That was the setting of “Tavern at the Edge of the World,” the latest in a ten-play series of climate change plays to be produced between 2020 and 2030 by the Farm Arts Collective.

“Tavern” found resounding success (in this reporter’s opinion) navigating the past, present and future of a civilization at the edge of collapse.

The play portrayed its post-apocalyptic future well, introducing a rich world filled with descriptive detail and brought to life by a cast of compelling characters. Of particular note: the conflict between ‘Jo’, played by Jess Beveridge, and ‘Mac,’ played by Eric Wunsch, over who would control the tavern. Beveridge brought an intense gravity to Jo’s position as the tavern’s leader, while Wunsch’s energy and whole-hearted physicality brought momentum to every scene he was in.

The staging of the play brought its audience forward in time into the tavern of 2062. The audience entered through the tavern’s ‘security system’ (a network of lights and cameras that added tension to the play’s climax); actors served beer and cabbage salad to the characters and the audience alike. The setting, a greenhouse in the middle of Farm Arts Collective’s working far, placed the audience right where the tavern would be in 2062. The effect made it easy to forget the present in favor of the apocalypse.

References in the play to present and near-future events—the climate crisis of the 2020s, armed militia groups, Elon Musk as America’s first cyborg president—felt uncomfortably real. At times, the play’s presentation of apocalypse felt less like a hypothetical situation and more like a prophecy.

“Tavern” reached back into the past, too, locating the origins of the climate crisis in the genocide of the Native American people and the conquest of the Wild West. Bobby Skotch as “Gif” carried the past and the future both, portraying a soldier in the old West and a militia-man in the post-apocalypse with nuanced horror and humanity. So too did an excellent—and trippy—sequence of visuals that saw cowboys beset by pterodactyls around a time vortex, and gave the conquerers of the West the power to see what their work had wrought.
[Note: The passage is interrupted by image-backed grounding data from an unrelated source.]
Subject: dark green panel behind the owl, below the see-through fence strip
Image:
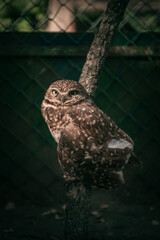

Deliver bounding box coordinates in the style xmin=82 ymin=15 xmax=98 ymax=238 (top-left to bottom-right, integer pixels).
xmin=0 ymin=33 xmax=160 ymax=240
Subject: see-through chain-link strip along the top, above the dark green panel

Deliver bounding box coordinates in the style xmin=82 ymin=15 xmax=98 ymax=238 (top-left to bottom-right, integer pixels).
xmin=0 ymin=0 xmax=160 ymax=32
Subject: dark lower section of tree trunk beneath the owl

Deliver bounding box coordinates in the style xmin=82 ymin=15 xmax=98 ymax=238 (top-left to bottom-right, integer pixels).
xmin=65 ymin=182 xmax=90 ymax=240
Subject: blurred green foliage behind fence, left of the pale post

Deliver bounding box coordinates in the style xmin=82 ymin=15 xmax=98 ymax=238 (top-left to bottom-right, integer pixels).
xmin=0 ymin=0 xmax=48 ymax=32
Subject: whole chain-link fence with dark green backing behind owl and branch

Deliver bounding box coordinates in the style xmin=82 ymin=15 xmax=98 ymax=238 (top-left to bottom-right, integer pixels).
xmin=0 ymin=0 xmax=160 ymax=206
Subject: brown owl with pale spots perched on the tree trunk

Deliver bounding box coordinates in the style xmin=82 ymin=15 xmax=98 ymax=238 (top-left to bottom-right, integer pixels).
xmin=41 ymin=80 xmax=136 ymax=189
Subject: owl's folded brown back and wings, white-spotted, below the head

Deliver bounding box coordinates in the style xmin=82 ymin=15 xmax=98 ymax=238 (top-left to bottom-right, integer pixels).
xmin=58 ymin=104 xmax=138 ymax=189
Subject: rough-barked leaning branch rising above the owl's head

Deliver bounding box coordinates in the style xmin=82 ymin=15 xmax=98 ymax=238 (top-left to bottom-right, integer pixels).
xmin=79 ymin=0 xmax=129 ymax=95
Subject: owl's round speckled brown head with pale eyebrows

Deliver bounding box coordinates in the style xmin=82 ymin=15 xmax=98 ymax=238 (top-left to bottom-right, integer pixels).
xmin=45 ymin=80 xmax=90 ymax=107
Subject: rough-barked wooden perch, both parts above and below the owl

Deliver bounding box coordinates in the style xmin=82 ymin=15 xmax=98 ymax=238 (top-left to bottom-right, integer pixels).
xmin=65 ymin=0 xmax=129 ymax=240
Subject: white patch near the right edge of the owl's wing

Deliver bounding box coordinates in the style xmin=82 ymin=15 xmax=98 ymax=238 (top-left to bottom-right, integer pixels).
xmin=108 ymin=138 xmax=133 ymax=149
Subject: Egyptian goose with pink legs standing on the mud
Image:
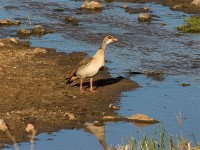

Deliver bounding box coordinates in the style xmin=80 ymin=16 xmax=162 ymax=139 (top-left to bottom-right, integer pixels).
xmin=67 ymin=35 xmax=117 ymax=92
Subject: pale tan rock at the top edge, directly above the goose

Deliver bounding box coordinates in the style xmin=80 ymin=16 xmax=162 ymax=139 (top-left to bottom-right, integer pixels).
xmin=81 ymin=0 xmax=103 ymax=10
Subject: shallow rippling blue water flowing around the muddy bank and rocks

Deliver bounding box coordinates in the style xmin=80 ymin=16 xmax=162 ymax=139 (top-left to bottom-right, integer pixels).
xmin=0 ymin=0 xmax=200 ymax=149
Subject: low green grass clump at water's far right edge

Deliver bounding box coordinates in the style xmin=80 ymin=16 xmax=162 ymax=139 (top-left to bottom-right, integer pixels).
xmin=177 ymin=16 xmax=200 ymax=33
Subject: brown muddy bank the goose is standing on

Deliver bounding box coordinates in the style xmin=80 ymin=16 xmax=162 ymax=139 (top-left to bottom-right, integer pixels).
xmin=0 ymin=39 xmax=138 ymax=147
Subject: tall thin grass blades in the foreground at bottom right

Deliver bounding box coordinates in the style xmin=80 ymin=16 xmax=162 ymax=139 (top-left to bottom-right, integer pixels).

The play had a message of hope to accompany the grimness of a world in collapse, hope invested in “the spider sisters of Arachne,” a web of women keeping the tools and the practices of civilization alive. It’s a hope that gets threatened by aggression, most of it male, from the militia, from within the tavern and from the past, but it’s a hope that ultimately prevails, with the planting of new seeds and the survival of civilization amidst apocalypse.